This is a guest post by Aman Kumar Bahl, leader of Data Engineering, and Ajeet Dubey, Lead Data Engineer, at Zupee, in partnership with AWS.
Zupee is a leading skill-based gaming platform offering casual and board games and is one of the fastest growing real money gaming platforms in India. Users can play multiple skill-based games online and win prizes.
Zupee offers both free-to-play and pay-to-play game formats. For paid games, users have to deposit money in their app wallet. Zupee runs user incentive programs that help users to gain rewards, refer friends, or increase engagement. To maintain the integrity of incentive programs, they wanted to understand user behaviors on the platform and deter the users who display suspicious transaction patterns.
In this post, we show you how Zupee integrated Amazon Neptune Database to detect anomalies in real time for wallet transactions by creating a system for tracing the complex relationships between users, devices, and wallet transactions metadata.
Amazon Neptune is a fully managed graph database service built for the cloud that makes it easier to build and run graph applications that work with highly connected datasets. Neptune is optimized for storing billions of relationships and querying the graph with milliseconds latency, and supports the popular graph query languages Apache TinkerPop Gremlin, the W3C’s SPARQL, and openCypher. Neptune provides built-in security, continuous backups, serverless compute, and integrations with other AWS services. Neptune supports in-place upgrades of cluster and database instances. Amazon Neptune Analytics is a high-performance analytics engine designed to extract insights and detect patterns in vast amounts of graph data stored in Amazon Simple Storage Service (Amazon S3) or Amazon Neptune Database.
Solution overview
Initially, Zupee developed its solution with a basic design, using a relational database to store data. This approach facilitated the identification of connected users based on various attributes, enabling the determination of whether a user’s transaction was legitimate or not. The system’s limitations became apparent when processing millions of transactions across an expanding user base with multiple correlation attributes, necessitating a more robust solution. The inherently interconnected nature of the data, where users could be linked through multiple attributes and complex relationships, made it increasingly difficult to efficiently query and analyze these connections using traditional relational database structures. The need to traverse and explore these intricate relationships in real time led Zupee to consider a graph-based approach, which is inherently designed to handle highly connected data and complex relationship queries more efficiently.

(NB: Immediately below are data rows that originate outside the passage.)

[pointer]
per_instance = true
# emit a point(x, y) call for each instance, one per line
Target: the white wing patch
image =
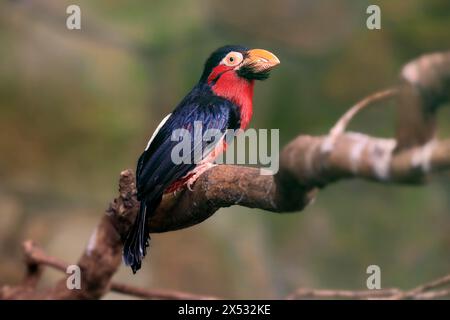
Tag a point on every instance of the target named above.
point(157, 130)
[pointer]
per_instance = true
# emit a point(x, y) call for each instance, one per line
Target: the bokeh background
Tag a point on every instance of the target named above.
point(77, 107)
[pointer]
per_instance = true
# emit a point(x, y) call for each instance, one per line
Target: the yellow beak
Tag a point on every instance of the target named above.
point(261, 60)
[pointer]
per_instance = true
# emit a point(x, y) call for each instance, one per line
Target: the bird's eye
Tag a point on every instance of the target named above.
point(233, 59)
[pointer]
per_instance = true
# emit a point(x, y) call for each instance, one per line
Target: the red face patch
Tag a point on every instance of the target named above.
point(230, 86)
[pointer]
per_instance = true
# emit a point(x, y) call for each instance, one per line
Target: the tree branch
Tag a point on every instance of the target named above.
point(307, 164)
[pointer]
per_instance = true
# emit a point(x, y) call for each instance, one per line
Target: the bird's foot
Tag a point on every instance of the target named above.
point(197, 172)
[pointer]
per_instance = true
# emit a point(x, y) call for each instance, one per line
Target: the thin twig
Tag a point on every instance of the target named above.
point(35, 254)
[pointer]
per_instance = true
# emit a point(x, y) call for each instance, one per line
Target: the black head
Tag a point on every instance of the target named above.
point(251, 64)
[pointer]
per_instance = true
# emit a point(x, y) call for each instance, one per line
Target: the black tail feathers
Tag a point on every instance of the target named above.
point(137, 241)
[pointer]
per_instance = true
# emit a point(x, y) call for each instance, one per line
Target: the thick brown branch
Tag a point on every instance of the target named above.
point(306, 164)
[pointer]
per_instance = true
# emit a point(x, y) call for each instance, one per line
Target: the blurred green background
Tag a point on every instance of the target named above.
point(77, 107)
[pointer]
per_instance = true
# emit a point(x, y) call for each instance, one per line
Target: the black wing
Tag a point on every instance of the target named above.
point(156, 171)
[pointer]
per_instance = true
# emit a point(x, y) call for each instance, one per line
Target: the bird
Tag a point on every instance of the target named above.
point(221, 100)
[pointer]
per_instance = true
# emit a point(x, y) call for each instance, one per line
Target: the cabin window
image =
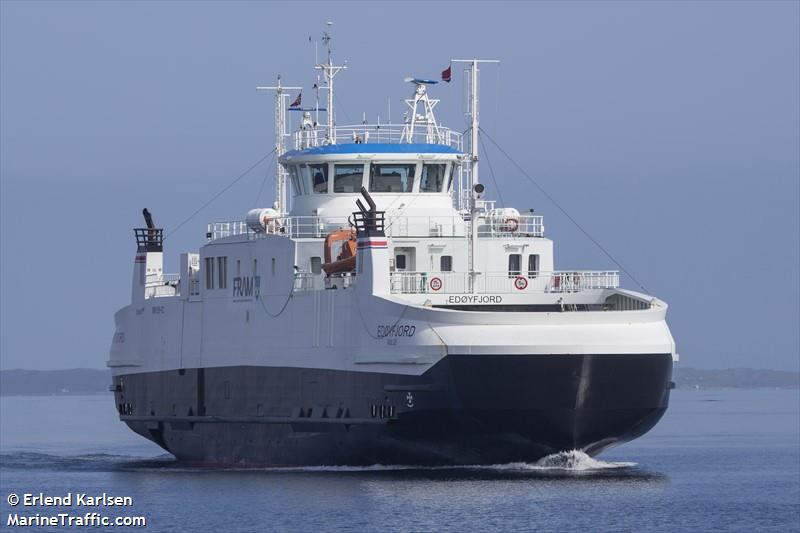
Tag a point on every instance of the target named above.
point(391, 178)
point(450, 178)
point(316, 265)
point(514, 264)
point(319, 178)
point(432, 177)
point(209, 272)
point(304, 176)
point(222, 271)
point(533, 265)
point(295, 177)
point(347, 178)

Graph databases excel at managing diverse entities with intricate, interconnected relationships. Unlike traditional relational databases, which require complex multi-level table joins for querying data across multiple connections, graph databases allow for efficient traversal of these relationships without predefined join operations. This capability enables the exploration of data through multiple hops and transformations with minimal restrictions. As a result, graph databases can execute complex queries across numerous interconnected data points and return results in milliseconds. This performance advantage is particularly valuable when dealing with highly connected data sets where the relationships between entities are numerous and the optimal query paths might not be known in advance. By representing data as a network of nodes and edges, graph databases provide a more intuitive and flexible approach to storing and querying interconnected information, making them ideal for scenarios where relationship analysis is crucial.

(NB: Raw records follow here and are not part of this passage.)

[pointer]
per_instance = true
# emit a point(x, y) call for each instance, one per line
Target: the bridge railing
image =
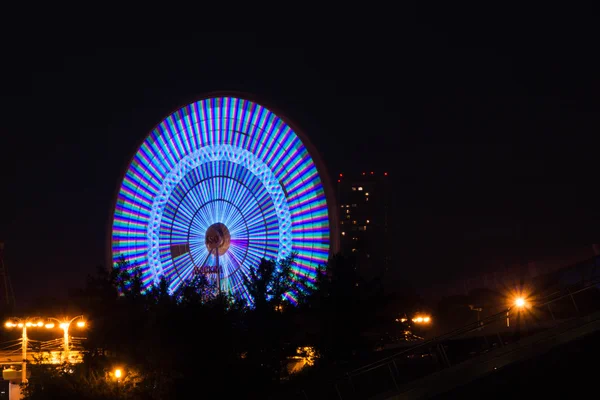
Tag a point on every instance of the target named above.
point(390, 374)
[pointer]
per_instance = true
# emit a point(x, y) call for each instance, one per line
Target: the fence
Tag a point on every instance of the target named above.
point(388, 376)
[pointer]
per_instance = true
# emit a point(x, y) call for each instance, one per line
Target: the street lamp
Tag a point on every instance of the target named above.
point(65, 325)
point(118, 374)
point(519, 303)
point(24, 324)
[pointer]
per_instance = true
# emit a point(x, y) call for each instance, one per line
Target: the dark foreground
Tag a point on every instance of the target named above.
point(570, 370)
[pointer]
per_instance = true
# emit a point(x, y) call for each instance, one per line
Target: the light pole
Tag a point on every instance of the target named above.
point(24, 324)
point(118, 374)
point(65, 325)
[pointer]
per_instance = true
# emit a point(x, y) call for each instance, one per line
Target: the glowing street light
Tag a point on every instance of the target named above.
point(520, 302)
point(422, 319)
point(24, 324)
point(65, 325)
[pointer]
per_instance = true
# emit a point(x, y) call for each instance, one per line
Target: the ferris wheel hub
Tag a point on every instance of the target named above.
point(217, 237)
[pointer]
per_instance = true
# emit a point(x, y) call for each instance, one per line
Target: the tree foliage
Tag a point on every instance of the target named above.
point(199, 341)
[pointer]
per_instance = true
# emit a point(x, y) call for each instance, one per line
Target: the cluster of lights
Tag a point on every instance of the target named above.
point(419, 319)
point(520, 302)
point(40, 324)
point(422, 320)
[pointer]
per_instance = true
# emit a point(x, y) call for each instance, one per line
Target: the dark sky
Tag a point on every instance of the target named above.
point(486, 119)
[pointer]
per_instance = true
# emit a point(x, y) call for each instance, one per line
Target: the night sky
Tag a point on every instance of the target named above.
point(486, 120)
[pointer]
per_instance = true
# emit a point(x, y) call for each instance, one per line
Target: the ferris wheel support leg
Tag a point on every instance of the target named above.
point(218, 272)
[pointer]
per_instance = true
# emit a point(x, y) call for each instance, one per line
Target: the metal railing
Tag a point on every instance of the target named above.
point(388, 375)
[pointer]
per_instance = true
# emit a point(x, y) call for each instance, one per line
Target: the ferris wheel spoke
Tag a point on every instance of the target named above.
point(227, 161)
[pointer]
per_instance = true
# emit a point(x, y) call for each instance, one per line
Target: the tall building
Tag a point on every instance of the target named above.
point(364, 202)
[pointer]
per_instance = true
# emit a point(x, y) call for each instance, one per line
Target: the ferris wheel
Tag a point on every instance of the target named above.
point(215, 187)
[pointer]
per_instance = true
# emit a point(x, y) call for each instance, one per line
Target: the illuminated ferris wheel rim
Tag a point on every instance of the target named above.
point(331, 212)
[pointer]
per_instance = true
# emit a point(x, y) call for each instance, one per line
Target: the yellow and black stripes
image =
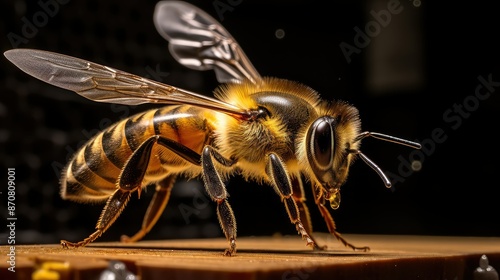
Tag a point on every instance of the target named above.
point(93, 172)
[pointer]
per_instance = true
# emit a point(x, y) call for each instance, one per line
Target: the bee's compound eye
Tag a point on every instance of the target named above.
point(321, 140)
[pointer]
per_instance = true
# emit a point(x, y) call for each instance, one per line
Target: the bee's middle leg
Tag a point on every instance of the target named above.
point(217, 192)
point(281, 181)
point(155, 208)
point(305, 216)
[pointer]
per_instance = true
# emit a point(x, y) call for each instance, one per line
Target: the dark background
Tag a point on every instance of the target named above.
point(404, 80)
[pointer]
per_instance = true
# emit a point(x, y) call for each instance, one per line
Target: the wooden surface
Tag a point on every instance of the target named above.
point(391, 257)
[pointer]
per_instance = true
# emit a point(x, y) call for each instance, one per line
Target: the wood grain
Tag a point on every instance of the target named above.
point(391, 257)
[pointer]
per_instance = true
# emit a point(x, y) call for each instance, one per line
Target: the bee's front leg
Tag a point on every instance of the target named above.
point(275, 169)
point(217, 191)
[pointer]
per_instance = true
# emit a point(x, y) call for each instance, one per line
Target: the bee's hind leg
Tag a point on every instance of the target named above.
point(155, 208)
point(130, 180)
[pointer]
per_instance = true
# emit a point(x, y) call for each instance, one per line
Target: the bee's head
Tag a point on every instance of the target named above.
point(332, 142)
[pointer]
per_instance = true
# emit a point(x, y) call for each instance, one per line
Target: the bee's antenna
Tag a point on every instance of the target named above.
point(373, 165)
point(384, 137)
point(388, 138)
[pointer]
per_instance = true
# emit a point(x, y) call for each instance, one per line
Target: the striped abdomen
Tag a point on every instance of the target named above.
point(93, 172)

Graph databases excel at managing and accessing interconnected data through their specialized design. They store information as nodes (representing entities) and edges (representing relationships), enabling efficient exploration of the intricate web of connections.
Building on Neptune
Zupee stores the required model features in Neptune and uses those features to create clusters of users and monitor wallet transactions. Zupee started by processing over 1 million wallet transactions per day in real time. For confidentiality reasons, we only include placeholder names in the attributes, but you can think of several attributes belonging to users doing transactions on the Zupee platform. The transactions that have common attributes and patterns similar to known suspicious transactions are flagged as anomalies. This forms the root of Zupee’s integrity system meant to protect the overall user base and incentive programs.
The following image depicts a graph data model used by Zupee in a Neptune Graph database. It models relationships between users, devices, transactions, and payment instruments.
The central User node:
- Connects to
Device_Token
for device logins - Connects to
Transaction
for creating and transferring transactions - Connects to
Payment_Instrument
for payment methods - Connects to
User_Profile
for user profiles
This flexible graph structure enables efficient data management and querying across various entities and their interconnections within Zupee’s platform.

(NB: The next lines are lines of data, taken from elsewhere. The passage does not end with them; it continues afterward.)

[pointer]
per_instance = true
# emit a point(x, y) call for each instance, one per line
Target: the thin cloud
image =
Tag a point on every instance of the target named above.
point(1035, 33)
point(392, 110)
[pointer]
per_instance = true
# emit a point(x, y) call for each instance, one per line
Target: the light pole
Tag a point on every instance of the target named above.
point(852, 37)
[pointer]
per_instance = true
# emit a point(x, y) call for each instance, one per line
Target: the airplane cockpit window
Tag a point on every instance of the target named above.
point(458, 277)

Zupee looked for a graph-based database and built a small proof of concept. The results were surprisingly good in terms of the information Zupee could derive from the graph model. Using the graph model, they immediately found user associations that they weren’t aware of.
The following diagram represents a graph database structure, where nodes (circles) correspond to data entities or vertices, and edges (lines) depict relationships or connections between those entities.
The red nodes symbolize individual data records or documents, while the blue nodes represent consolidated views or indices linking related data. The radial clustering patterns suggest a distribution of data organized around specific relationship types or domains. This visual representation aids in understanding the inherent connectivity and complex associations within a graph database, which excels at efficiently storing and querying highly interconnected data structures compared to traditional tabular databases.
Zupee used the Union Find algorithm to efficiently create distinct subgraphs (groups) of entities on their platform, based on the relationships or associations between them. This approach helped them handle pseudo associations and use a combination of data models for identifying them without having to model every single relation explicitly in a graph database such as Neptune.
Using this approach, Zupee was able to develop a service that was capable of grouping associations together and look for disjointed subgroups of entities, enabling them to discover complex and undiscovered associations.
The solution architecture—shown in the following figure—implements real-time fraudulent transaction detection.
User transactions are processed through an Amazon API Gateway, which then passes the transactions to AWS Lambda for processing. The transaction data, including attributes such as Device_Token
and Payment_Instrument
, is stored in Neptune. AWS Global Accelerator is used to optimize network performance, and Network Load Balancer distributes the workload across the pool of game servers, which render the game.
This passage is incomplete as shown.